Japanese low-cost carrier Peach has unveiled its inventive new self-service check-in kiosks, which are the first airline kiosks made largely of cardboard.

Cardboard has been used for the exterior of the kiosks, making it easier for the carrier to update branding and advertising imagery, and reducing the overall manufacturing and transportation costs.

Cardboard and touch-screen displays
Peach worked with Yaneura Design on the design of the new kiosks, which are taller than the previous generation of kiosks to help them stand out in the terminal. At 32 inches, the touch-screen display is 17 inches larger than the 15-inch screen found on conventional kiosks.

The large screen can be divided into two [image], allowing the carrier to display advertising or promotional content alongside the step-by-step self-service check-in instructions.

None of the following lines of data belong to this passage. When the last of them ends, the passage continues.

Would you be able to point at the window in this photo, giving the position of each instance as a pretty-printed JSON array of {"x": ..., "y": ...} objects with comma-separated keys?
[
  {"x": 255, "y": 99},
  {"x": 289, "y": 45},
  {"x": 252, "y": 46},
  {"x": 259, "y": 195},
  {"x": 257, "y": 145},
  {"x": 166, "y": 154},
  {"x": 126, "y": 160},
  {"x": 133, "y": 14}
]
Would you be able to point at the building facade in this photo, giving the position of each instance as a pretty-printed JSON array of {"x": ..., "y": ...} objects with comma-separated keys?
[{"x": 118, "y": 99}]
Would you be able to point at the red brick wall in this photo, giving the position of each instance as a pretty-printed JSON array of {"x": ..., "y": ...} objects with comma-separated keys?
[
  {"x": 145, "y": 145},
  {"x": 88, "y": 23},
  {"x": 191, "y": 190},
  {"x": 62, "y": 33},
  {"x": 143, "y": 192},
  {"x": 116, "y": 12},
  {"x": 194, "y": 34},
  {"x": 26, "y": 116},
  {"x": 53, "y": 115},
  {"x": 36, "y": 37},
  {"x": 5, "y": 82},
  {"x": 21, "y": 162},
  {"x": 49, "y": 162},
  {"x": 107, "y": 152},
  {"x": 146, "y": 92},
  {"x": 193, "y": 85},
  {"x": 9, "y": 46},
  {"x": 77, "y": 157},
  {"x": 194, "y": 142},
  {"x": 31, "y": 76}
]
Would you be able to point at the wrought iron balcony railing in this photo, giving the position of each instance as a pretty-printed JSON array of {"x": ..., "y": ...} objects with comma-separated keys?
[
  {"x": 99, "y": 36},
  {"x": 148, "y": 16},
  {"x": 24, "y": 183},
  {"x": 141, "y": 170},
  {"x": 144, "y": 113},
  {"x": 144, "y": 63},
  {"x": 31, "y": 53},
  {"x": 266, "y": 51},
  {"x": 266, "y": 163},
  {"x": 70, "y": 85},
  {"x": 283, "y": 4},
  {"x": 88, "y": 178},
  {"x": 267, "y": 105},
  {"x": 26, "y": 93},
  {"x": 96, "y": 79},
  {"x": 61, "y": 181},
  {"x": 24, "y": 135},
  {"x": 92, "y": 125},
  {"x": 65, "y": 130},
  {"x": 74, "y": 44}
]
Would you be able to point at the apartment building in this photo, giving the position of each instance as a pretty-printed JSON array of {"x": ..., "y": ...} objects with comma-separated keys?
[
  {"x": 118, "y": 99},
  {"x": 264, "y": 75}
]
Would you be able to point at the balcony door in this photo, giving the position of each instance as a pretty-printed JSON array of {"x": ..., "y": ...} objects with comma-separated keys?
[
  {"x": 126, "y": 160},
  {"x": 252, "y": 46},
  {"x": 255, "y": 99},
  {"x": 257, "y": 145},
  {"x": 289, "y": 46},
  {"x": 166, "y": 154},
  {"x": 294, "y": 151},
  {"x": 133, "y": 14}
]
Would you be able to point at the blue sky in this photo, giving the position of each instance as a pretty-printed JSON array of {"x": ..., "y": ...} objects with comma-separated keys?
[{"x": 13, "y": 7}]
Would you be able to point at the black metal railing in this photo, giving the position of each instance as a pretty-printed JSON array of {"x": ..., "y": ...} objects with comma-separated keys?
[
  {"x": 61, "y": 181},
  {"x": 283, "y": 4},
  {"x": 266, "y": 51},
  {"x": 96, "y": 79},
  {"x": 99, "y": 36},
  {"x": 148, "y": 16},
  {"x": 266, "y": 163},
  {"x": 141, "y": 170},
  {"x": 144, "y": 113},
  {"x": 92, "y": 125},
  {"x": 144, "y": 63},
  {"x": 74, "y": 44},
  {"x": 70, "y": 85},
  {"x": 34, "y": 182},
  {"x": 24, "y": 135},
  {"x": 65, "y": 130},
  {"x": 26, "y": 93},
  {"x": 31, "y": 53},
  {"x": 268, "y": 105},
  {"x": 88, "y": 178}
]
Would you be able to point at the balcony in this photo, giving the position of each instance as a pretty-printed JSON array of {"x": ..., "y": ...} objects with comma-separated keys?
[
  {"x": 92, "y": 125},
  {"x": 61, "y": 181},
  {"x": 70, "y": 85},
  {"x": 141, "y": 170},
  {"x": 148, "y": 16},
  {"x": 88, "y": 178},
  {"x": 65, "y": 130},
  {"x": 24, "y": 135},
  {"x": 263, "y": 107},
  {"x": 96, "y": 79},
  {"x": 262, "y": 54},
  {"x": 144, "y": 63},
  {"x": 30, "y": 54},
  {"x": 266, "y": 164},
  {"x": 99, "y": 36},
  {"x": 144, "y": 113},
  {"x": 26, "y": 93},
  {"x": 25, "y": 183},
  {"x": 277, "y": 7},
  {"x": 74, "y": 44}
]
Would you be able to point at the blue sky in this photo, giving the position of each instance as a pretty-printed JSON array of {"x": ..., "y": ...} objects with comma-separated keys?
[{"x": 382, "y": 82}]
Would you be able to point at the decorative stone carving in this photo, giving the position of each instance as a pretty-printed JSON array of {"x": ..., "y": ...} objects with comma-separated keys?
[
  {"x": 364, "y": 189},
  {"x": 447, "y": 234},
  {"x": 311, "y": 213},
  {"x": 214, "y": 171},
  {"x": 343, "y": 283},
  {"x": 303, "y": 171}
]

The top half of the screen can also be used to prompt passengers waiting in line to have their passport ready, to help speed up the check-in process.

To make the experience as intuitive as possible for passengers, the kiosks automatically select the language that was used at the time of booking.

80 percent cost reduction
According to the airline, when compared to the cost of manufacturing traditional check-in machines of the same size, the new check-in kiosks can be delivered at approximately 20 percent of the cost.

Five of the new kiosks have been installed in Osaka Kansai Airport’s low-cost Terminal 2.